Vampyres
Myth & Reality

Bran Castle

(Right) The brooding turrets and battlements of Bran Castle seem to come straight from the novel 'Dracula', but Stoker put his Dracula's home in Burgo Pass where no castle exists.

Bran Castle however, attracts tourists from all over the world interested in  vampiric legend.

(Left) This skeleton of a person buried approximately 400 years ago had been fastened to the coffin with rivets at the joints of the body.  The burial took place in England in the days when people believed that the undead could rise from their graves.  This body was probably that of someone said to be a vampire, and so nailed down when buried to keep its unquiet spirit from haunting everyone in the village.

(Left) A young Pakistani boy dances in ecstasy as he is possessed by spirits, and drinks the blood of a goat.  Eventually his state of high excitement gives way to a deep trance, from which he awakens restored to his normal self.
Unfortunately, during these medieval times, medical knowledge was virtually prehistoric compared to what we know today.

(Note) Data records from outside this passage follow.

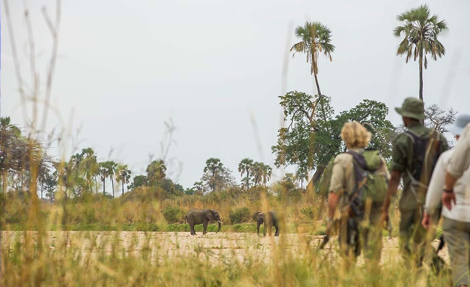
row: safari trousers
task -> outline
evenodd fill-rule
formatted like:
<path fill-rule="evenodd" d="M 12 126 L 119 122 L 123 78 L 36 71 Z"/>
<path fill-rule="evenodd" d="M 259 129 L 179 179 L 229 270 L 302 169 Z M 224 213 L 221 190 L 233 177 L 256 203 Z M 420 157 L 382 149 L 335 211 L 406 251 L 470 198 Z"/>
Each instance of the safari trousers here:
<path fill-rule="evenodd" d="M 444 217 L 442 229 L 450 256 L 454 286 L 468 286 L 470 284 L 470 222 Z"/>
<path fill-rule="evenodd" d="M 363 249 L 366 259 L 379 261 L 382 251 L 382 229 L 379 224 L 380 209 L 373 208 L 370 221 L 362 217 L 348 219 L 342 222 L 339 232 L 340 248 L 343 257 L 355 259 Z"/>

What we know of Catalepsy today, a state very similiar to a coma in which even breathing may stop, can occur from hypnotism or even from hysteria.

Edgar Allan Poe was fascinated by the danger of burial alive while in the cataleptic state, and used variations on the theme in his spine chilling stories. 

Imagine the shock of onlookers when a dead woman suddenly sits up in her coffin, after coming out of her coma like cataleptic state.

Or imagine the horror of waking from your own cataleptic state, only to find that you have been buried alive and there is no way out. 
Its no wonder, villagers were obsessed with the undead rising from the grave, without the medical knowledge of today.
(Above) Bela Lugosi, is shown attacking the Actress Helen Chandler in the 1931 Movie Dracula.  Lugosi grew so fond of the role that he arranged to be buried in his black Dracula cloak lined with scarlet, the colour of blood.